In Washington, Bator proposed federal programs and policies that were later incorporated into President Lyndon B. Johnson’s War on Poverty. After leaving the administration in 1967, he became founding chairman of the public policy program at what is now the Harvard Kennedy School and director of studies at the school’s Institute of Politics. He retired as a professor in 1994.

As an economist who embraced the Keynesian premise that an economy’s total spending influences the output, or gross domestic product, Bator wrote influential books and papers. He popularized the phrase “market failure” to capsulize what occurs when market forces do not produce an optimal outcome.

His 1957 article “The Simple Analytics of Welfare Maximization” became a standard tool for teaching microeconomics, or the economic impact of individual decision-making.

In 1966, as deputy special assistant to the president for national security affairs under Rostow, Bator drafted an early version of a speech in which Johnson signaled a shift from coexistence to “peaceful engagement” with the Soviet bloc.

Besides easing trade constraints and cultural exchanges, Johnson held out the prospect of mutual military reductions if Cold War relations between East and West thawed.

At the same time, while Johnson affirmed support for NATO, he sought unity among the Western allies by ignoring President Charles de Gaulle’s decision to withdraw French troops from NATO’s integrated command.

When he left the White House, where his portfolio included monetary policy, tariffs and curbing nuclear proliferation, The Economist wrote: “On most of these matters most of the time, a thread of lucidity, consistency and balance has been traceable in the administration’s handling, and Mr. Bator has had a lot to do with it.”

Francis Michel Bator was born on Aug. 10, 1925, in Budapest. He fled to the United States with his family in 1939 as the pro-fascist Hungarian government edged closer to Germany. In New York, his father, Victor, was a banker, writer, teacher and publisher of a newspaper for Hungarian expatriates. His mother was the former Franciska Sichermann.

Francis Bator was being shipped to the Pacific as an Army infantry officer when Japan surrendered in 1945.

He considered majoring in literature in college, but switched to economics and earned a Bachelor of Science degree in 1949 from the Massachusetts Institute of Technology, where he later received a doctorate in economics.

He and his wife, the former Micheline Martin, separated in 1972. Besides her and their son, he is survived by a daughter, Nina Bator Moss; his partner, Jae Roosevelt; and four grandchildren.

His 1960 book, “The Question of Government Spending,” was described by The New York Times as one of the seven that shaped President John F. Kennedy’s approach to the presidency. He was an adviser to the Agency for International Development before moving to the White House early in 1964 to work for Bundy, the national security adviser.
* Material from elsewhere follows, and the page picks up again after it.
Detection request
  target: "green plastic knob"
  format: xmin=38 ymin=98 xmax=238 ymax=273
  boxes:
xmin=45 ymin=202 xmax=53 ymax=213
While Bator was opposed to widening the Vietnam War, he later sought to clarify if not defend Johnson’s rationale for doing so. “The war deprived the Great Society reforms of some executive energy and money,” he wrote in a 1997 paper.

“But Johnson believed — and he knew how to count votes — that had he backed away in Vietnam in 1965, there would have been no Great Society to deprive,” Bator added. “It would have been stillborn in Congress.”

After he left the White House, in part because of the war, he issued a warning, telling The Boston Globe, “The real nightmare for all of us, not over the next few years but over the next 25, consists in a world split between a rich minority and an enormous majority of semi-industrialized poor — colored, angry and equipped with modern strategic arms.”